Mike- Is right but I would go one further and say that the likelihood
that you will be able to locate anyone in Business Affairs, at what is
now Sony/BMG, who has even the vaguest idea what you are talking about
is bordering on zero. I have found during my days
as a DJ, that many of the majors do not even know the about CD's by
artists currently under contract to them (and are
out on the circuit touring behind these albums no less)! I too am not
a lawyer, but I think you should go ahead and do
exactly what you intend to do. Particularly since you could earmark all
income from the sale of the reissue to go
towards the scholarship fund, those involved could not even be
construed as "profiting" from the sale.
On Oct 8, 2005, at 2:35 AM, Mike Richter wrote:
> Rod Stephens wrote:
>> Hello Karl,
>> I've watched the back and forth discussion re: copyrights with much
>> interest for a personal reason. During my personal time, I've been
>> remastering to CD recordings from 1/4" master tapes that were made
>> from 1951 to 1955 at small western college that I attended. In fact,
>> I was a member of the choral ensemble that was the subject of the
>> recordings, so I guess that would make me one of the artists. Also,
>> the tapes were recorded by a local engineer/dairyman (his hobby), and
>> then, used to make two commercial releases by Columbia Masterworks.
>> There are about three more LPs that were released on Columbia's minor
>> labels (Harmony, Epic, etc.). However, the masters have remained in
>> the possession of the succeeding conductors of the choir, and only
>> recently were given to me for remastering. I have sold a small
>> number of the CDs to choir alumni (also, the "artists") who requested
>> them, the cost of which, used to cover my minor costs, and the
>> balance sent to the current college choir fund (a charitable
>> donation). The main thrust of this remastering is to be part of an
>> archive at the college which we alums are trying to set up, so that
>> there will be a history for the ongoing ensemble carrying on the
>> tradition, and others that can take pride in the achievements that
>> have been carried on at the school.
>> So far, the current director of the ensemble, one of the school of
>> music professors, says that my remasterings are much better than the
>> Columbia LPs, but I credit that to the digital tools that I use today
>> that weren't available to the Columbia engineers. Anyway, I feel
>> that these are substantially improved recordings and changed in the
>> I guess I'm asking what the potential sale of these new renditions to
>> the public could trigger? Or, is just the private sale to alums
>> legal? We wish to generate revenue to help set up the archive.

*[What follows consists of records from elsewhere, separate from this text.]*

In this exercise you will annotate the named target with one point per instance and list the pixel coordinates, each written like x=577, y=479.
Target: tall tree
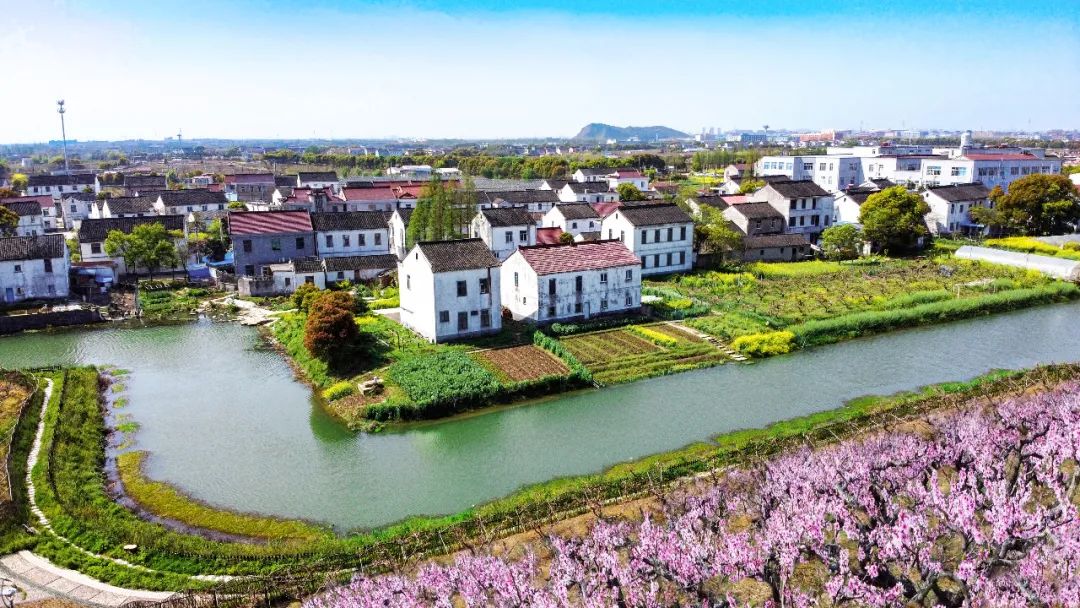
x=894, y=219
x=1035, y=204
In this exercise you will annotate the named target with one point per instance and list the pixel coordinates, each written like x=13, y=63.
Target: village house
x=631, y=176
x=579, y=219
x=77, y=207
x=586, y=192
x=661, y=235
x=124, y=206
x=181, y=202
x=316, y=179
x=806, y=206
x=34, y=268
x=449, y=289
x=140, y=184
x=950, y=207
x=94, y=231
x=548, y=283
x=397, y=225
x=264, y=238
x=351, y=233
x=504, y=229
x=56, y=186
x=30, y=218
x=246, y=187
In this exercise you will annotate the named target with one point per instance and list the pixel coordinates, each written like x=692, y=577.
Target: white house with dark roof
x=950, y=207
x=807, y=207
x=449, y=289
x=549, y=283
x=576, y=218
x=351, y=233
x=661, y=235
x=504, y=229
x=32, y=268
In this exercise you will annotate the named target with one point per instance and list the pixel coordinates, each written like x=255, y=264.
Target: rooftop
x=448, y=256
x=269, y=223
x=577, y=257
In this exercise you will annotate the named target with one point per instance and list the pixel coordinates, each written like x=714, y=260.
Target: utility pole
x=59, y=109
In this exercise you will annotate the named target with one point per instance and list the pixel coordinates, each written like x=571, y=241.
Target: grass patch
x=165, y=501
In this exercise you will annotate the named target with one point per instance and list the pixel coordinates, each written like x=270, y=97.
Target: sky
x=499, y=69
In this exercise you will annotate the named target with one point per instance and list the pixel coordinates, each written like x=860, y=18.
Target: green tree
x=842, y=241
x=9, y=221
x=148, y=245
x=630, y=192
x=331, y=330
x=1036, y=204
x=894, y=219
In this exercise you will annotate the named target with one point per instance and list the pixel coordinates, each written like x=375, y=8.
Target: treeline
x=477, y=163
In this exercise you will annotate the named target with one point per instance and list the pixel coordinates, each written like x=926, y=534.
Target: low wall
x=15, y=323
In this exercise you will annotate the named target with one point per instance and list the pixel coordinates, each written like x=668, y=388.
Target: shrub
x=652, y=336
x=339, y=390
x=765, y=345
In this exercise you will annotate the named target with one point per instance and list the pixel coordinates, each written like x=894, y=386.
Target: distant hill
x=601, y=132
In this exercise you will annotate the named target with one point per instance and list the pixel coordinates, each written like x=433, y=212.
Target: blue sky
x=428, y=68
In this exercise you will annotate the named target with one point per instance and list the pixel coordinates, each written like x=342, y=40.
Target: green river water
x=225, y=420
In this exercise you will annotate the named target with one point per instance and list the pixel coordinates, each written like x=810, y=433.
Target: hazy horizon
x=281, y=69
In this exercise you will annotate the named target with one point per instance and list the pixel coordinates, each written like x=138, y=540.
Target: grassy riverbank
x=71, y=491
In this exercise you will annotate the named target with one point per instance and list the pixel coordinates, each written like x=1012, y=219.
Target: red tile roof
x=549, y=235
x=368, y=194
x=971, y=157
x=269, y=223
x=553, y=259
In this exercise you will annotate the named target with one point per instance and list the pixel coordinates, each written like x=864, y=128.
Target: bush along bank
x=827, y=330
x=92, y=522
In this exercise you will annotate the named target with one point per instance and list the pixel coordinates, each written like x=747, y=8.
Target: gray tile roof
x=447, y=256
x=349, y=220
x=97, y=230
x=508, y=216
x=653, y=214
x=31, y=247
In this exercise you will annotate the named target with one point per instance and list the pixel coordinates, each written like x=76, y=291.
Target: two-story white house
x=30, y=219
x=661, y=235
x=351, y=233
x=806, y=206
x=576, y=218
x=950, y=207
x=503, y=230
x=449, y=289
x=32, y=268
x=548, y=283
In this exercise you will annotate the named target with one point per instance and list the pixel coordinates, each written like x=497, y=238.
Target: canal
x=224, y=419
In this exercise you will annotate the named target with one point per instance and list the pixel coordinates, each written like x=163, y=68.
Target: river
x=224, y=419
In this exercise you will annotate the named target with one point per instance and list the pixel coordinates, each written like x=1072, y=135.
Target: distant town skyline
x=488, y=70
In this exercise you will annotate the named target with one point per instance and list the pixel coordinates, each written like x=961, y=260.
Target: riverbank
x=72, y=494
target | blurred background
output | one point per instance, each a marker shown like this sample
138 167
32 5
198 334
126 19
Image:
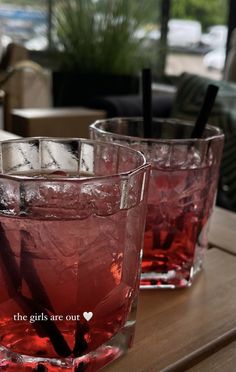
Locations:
177 36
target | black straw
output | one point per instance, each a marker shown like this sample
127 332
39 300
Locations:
205 111
147 101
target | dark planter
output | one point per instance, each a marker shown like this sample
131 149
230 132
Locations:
74 89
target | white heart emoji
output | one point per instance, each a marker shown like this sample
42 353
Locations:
88 315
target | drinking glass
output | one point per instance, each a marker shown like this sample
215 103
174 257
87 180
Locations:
181 195
72 217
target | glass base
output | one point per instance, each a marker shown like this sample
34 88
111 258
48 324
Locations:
169 280
93 361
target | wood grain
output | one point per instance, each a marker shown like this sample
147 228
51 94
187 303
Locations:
222 232
224 360
173 324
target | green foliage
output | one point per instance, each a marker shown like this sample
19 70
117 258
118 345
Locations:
208 12
98 39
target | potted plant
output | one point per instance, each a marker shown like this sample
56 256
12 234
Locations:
100 54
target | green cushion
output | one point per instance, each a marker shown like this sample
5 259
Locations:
189 97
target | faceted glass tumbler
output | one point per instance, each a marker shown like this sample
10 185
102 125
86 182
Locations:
181 195
72 217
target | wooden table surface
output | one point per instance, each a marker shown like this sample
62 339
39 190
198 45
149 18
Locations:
194 328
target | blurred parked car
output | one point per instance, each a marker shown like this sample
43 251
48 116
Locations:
215 59
216 36
181 33
184 33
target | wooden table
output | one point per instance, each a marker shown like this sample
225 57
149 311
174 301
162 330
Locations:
191 329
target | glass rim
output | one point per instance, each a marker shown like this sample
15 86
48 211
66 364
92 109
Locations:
185 141
123 174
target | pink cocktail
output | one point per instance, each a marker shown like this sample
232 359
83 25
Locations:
182 189
71 230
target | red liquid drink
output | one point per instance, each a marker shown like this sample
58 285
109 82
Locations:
70 265
179 206
181 194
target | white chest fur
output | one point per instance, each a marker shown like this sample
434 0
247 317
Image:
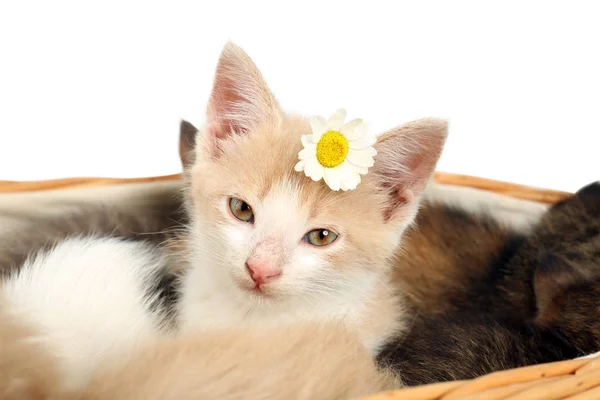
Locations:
87 299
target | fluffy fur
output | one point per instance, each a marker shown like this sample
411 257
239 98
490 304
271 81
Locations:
95 299
247 150
90 300
541 305
305 361
28 371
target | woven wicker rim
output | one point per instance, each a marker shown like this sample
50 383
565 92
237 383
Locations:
572 379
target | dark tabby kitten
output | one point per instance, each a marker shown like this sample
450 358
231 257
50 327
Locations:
552 285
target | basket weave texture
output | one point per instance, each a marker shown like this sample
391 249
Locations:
573 379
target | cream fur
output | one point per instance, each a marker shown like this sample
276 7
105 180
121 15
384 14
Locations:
87 297
306 361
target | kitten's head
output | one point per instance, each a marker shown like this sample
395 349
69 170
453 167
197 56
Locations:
567 278
270 231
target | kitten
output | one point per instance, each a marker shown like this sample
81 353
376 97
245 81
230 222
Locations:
27 369
560 264
304 361
248 363
92 298
31 223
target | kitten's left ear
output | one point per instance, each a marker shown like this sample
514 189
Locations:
187 143
240 99
406 159
552 277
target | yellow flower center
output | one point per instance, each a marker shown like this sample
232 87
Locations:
332 149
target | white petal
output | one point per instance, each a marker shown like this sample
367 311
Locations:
361 158
349 129
310 151
319 126
331 178
307 140
362 130
313 169
362 142
337 120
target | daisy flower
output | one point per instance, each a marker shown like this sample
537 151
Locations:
336 152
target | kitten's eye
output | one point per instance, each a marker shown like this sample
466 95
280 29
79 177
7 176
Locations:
241 210
320 237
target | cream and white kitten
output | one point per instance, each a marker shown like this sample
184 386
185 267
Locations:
245 256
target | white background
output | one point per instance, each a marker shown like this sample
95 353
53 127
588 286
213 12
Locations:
97 88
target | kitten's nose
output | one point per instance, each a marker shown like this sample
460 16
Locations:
262 273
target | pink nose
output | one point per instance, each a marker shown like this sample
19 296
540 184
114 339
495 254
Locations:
261 273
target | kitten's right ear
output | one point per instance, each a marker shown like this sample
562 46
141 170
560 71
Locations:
187 143
240 99
553 276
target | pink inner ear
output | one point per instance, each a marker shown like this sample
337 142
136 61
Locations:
406 159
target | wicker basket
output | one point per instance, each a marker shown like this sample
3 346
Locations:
573 379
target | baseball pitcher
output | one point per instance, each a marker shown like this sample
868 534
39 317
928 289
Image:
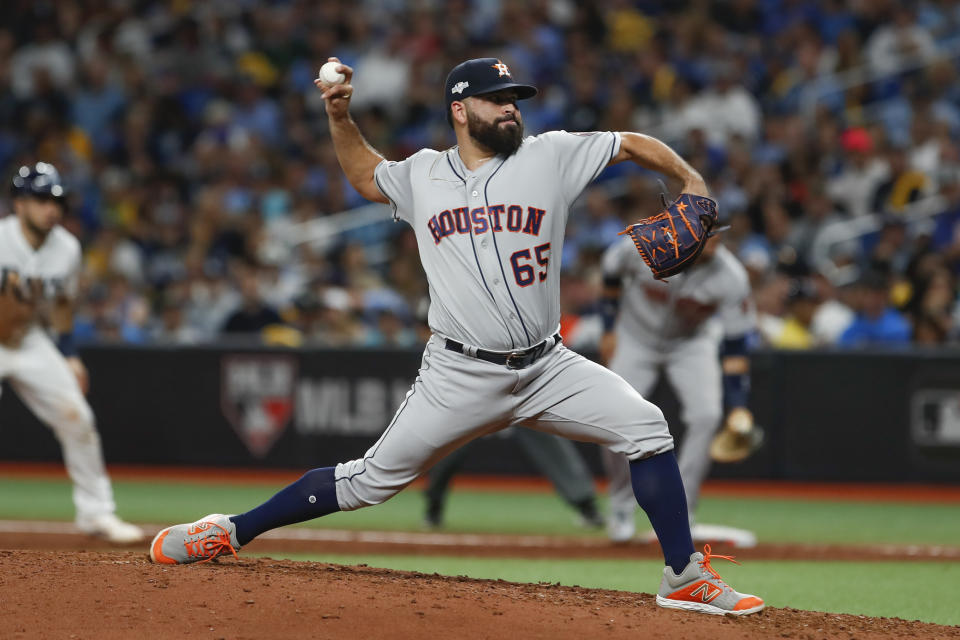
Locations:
680 328
39 268
489 216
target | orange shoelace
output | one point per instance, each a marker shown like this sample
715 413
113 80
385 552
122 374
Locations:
212 546
705 563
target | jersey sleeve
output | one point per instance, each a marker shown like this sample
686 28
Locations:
395 181
580 157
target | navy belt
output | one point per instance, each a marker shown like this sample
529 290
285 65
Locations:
516 359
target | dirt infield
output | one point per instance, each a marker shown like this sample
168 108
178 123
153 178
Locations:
120 594
65 585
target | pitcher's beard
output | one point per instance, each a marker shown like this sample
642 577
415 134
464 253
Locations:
500 140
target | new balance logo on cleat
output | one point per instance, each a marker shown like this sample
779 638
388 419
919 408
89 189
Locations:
699 588
207 538
705 592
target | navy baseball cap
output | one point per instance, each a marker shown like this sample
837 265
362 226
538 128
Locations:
482 75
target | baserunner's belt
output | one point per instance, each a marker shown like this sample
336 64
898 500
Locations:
516 359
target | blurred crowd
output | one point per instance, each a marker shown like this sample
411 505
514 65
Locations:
195 146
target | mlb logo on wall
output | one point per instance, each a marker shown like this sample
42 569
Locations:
256 397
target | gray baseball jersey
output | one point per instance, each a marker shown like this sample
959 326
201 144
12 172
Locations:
490 241
675 327
38 373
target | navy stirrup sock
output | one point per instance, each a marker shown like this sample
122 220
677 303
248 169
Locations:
312 496
659 491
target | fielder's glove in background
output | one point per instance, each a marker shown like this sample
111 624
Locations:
671 240
738 438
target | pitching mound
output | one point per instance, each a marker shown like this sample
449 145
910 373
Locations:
120 594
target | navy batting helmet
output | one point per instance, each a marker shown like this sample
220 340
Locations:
40 181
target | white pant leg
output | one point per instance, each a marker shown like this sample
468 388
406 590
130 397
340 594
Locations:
695 374
639 366
566 394
44 381
454 399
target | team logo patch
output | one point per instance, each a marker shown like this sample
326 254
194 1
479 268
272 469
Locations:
256 397
707 205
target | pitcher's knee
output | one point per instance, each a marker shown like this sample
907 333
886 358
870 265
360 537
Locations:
361 484
74 421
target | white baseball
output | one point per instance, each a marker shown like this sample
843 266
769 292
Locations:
330 75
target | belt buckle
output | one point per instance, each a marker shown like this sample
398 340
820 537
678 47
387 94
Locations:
518 360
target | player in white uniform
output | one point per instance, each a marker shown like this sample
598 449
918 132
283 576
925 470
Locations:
39 269
678 327
489 216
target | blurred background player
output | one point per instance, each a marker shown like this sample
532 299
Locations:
679 327
39 270
555 457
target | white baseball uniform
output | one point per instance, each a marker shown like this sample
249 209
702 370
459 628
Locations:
36 370
490 242
676 327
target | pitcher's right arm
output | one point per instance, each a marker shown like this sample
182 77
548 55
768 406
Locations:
357 158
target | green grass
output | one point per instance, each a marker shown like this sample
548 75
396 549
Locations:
910 590
915 590
516 513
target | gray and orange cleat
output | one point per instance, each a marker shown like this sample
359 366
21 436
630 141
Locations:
699 588
207 538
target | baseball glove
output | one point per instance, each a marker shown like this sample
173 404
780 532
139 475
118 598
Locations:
671 240
738 438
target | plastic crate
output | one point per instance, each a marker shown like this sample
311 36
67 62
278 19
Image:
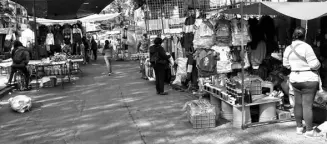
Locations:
283 115
207 120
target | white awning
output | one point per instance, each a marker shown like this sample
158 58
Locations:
91 18
298 10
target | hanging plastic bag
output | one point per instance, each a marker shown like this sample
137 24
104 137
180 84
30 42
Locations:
20 103
181 72
204 35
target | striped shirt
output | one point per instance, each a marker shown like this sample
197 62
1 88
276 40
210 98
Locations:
301 70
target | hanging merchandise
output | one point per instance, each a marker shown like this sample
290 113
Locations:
223 32
181 71
206 62
238 33
188 30
77 34
204 34
58 36
27 37
224 64
67 32
50 39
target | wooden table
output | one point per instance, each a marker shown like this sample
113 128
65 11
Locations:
233 112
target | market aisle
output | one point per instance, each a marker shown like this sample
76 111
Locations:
122 109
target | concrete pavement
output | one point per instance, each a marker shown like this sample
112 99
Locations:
123 109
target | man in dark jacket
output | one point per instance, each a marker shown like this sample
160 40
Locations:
94 47
159 60
21 65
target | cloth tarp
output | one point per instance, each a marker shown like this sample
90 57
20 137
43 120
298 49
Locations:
298 10
91 18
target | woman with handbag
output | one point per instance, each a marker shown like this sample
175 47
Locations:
108 53
304 78
159 60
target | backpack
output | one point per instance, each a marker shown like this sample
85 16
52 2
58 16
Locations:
20 55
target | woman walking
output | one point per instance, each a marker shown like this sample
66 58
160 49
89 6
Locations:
304 78
108 53
160 62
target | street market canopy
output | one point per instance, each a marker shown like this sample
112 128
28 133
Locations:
63 9
298 10
91 18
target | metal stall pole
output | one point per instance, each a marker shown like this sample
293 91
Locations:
242 63
35 32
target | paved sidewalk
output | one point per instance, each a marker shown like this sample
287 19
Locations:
123 109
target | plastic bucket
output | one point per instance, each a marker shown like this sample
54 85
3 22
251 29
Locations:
226 111
267 112
237 114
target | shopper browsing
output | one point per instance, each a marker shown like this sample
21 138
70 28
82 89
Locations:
304 78
108 54
159 60
20 57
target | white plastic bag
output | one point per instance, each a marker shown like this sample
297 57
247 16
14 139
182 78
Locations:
181 71
20 103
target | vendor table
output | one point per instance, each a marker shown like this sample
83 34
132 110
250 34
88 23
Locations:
233 112
61 69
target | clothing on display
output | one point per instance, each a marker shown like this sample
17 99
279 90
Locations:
282 27
223 32
27 37
188 30
206 62
204 34
258 55
67 32
224 64
77 35
50 39
239 34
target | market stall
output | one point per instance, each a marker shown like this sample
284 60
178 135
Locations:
226 96
46 71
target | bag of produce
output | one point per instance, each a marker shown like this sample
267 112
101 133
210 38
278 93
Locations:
20 103
181 71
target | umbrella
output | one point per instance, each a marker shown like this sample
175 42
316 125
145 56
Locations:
63 9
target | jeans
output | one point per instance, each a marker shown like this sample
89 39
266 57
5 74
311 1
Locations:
108 63
304 93
95 54
160 72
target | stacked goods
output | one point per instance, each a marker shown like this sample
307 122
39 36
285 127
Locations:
201 114
75 57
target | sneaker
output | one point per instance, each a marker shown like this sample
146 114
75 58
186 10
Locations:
299 130
313 133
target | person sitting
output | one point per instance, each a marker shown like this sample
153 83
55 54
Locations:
20 57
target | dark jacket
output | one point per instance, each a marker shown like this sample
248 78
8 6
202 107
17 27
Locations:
161 53
94 45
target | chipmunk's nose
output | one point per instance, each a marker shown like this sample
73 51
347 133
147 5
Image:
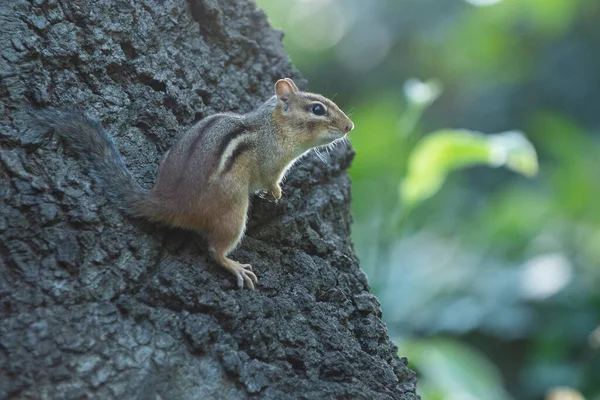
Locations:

>> Again, remember, the masters were produced by our own engineer and
>> returned I would guess after submastering to LP (the director who
>> conducted and took the masters has passed on, so I don't have any
>> direct knowledge of the process). I'm pretty sure that these are the
>> original masters due to the writing and EQ settings on the tape
>> boxes, and the manual splices and manual editing.
>> I'd appreciate any input on what I feel is a unique situation.
> As always, it is necessary to note that I am not an attorney. The
> following is from my reading and a few discussions with attorneys.
> It is essential to find out what agreement was signed with Columbia
> for the commercial releases. In all likelihood, it is limited to the
> titles they published, but it could have an exclusivity clause which
> goes farther.
> Someone in the school's legal office should contact someone at CBS
> after reviewing the agreement. Under the circumstances, it is likely
> that CBS would waive any rights the agreement might have given them.
> It is even possible, though quite unlikely, that they would like to
> publish one or more of your transfers.
> The essential point is that the college presumably had all rights
> initially unless there was a soloist under contract, in which case
> that agreement would also have to be checked. Some rights were granted
> to Columbia for publication; they are what probably need to be waived.